DOI: 10.3390/biology15131037 ISSN: 2079-7737

Periprosthetic Joint Infection: Biofilm Pathogenesis, Immune Dysregulation, and Emerging Prosthetic Interface Strategies

Le Wan, Chan-Young Lee, Woo-Chul Jung, Youzhen Zheng, Kyung-Soon Park

Periprosthetic joint infection (PJI) remains a major clinical challenge after total joint arthroplasty because of its association with prolonged antimicrobial therapy, repeated surgery, implant failure, functional disability, and substantial socioeconomic burden. Current strategies, including systemic antibiotics, debridement with implant retention, staged revision, and antibiotic-loaded cement spacers, remain indispensable but are limited by mature biofilm tolerance, protected microbial reservoirs, insufficient local drug penetration, persistent inflammation, and compromised periprosthetic bone repair. Increasing evidence indicates that PJI is not merely bacterial colonization of an implant surface, but a dynamic prosthetic interface disorder involving biofilm persistence, immune dysregulation, inflammatory osteolysis, and failed osseointegration. This review summarizes recent advances in anti-infective prosthetic interface design, emphasizing the transition from passive antibacterial coatings toward multifunctional immuno-antibacterial osseointegrative systems.
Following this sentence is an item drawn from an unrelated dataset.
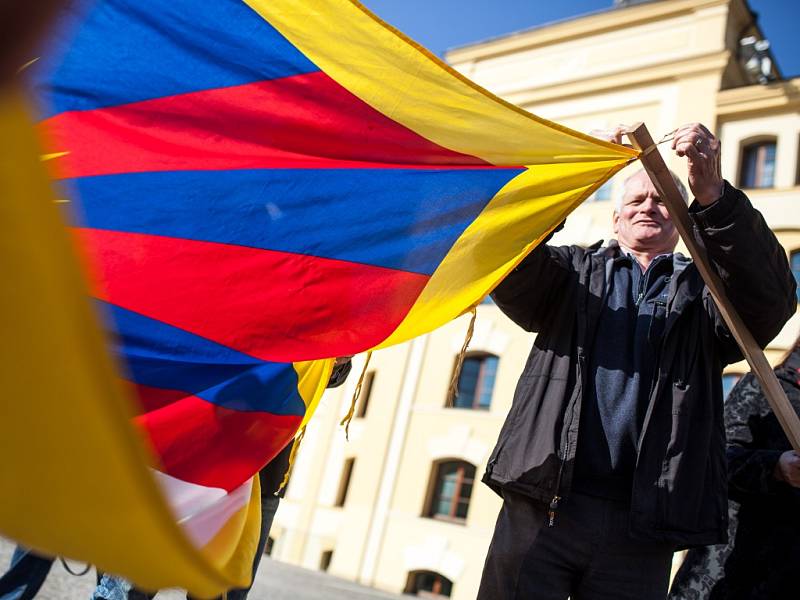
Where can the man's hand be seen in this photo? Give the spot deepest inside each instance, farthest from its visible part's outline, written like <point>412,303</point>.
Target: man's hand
<point>787,469</point>
<point>699,145</point>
The pathogenic basis of PJI is first discussed, including conditioning film formation, bacterial adhesion, biofilm maturation, protected reservoirs, immune evasion, and osteolysis. Current clinical management limitations are then evaluated, followed by emerging biomaterial strategies, including anti-adhesive and contact-killing surfaces, active antimicrobial coatings, mature biofilm disruption, biological antibiofilm therapies, smart infection-responsive delivery systems, and osteoimmunomodulatory interfaces. Particular attention is given to balancing early antibacterial activity with cytocompatibility, immune resolution, angiogenesis, mechanical durability, and long-term osseointegration. Finally, key translational barriers are highlighted, including load-bearing and tribological constraints, insufficiently standardized mature biofilm and animal models, limited clinical evidence for advanced smart materials, manufacturing reproducibility, sterilization compatibility, regulatory complexity, and application-specific clinical readiness. Future anti-PJI interfaces should evolve beyond unidirectional bacterial killing toward stage-specific systems integrating biofilm control, immune restoration, vascularized bone regeneration, and durable mechanical performance.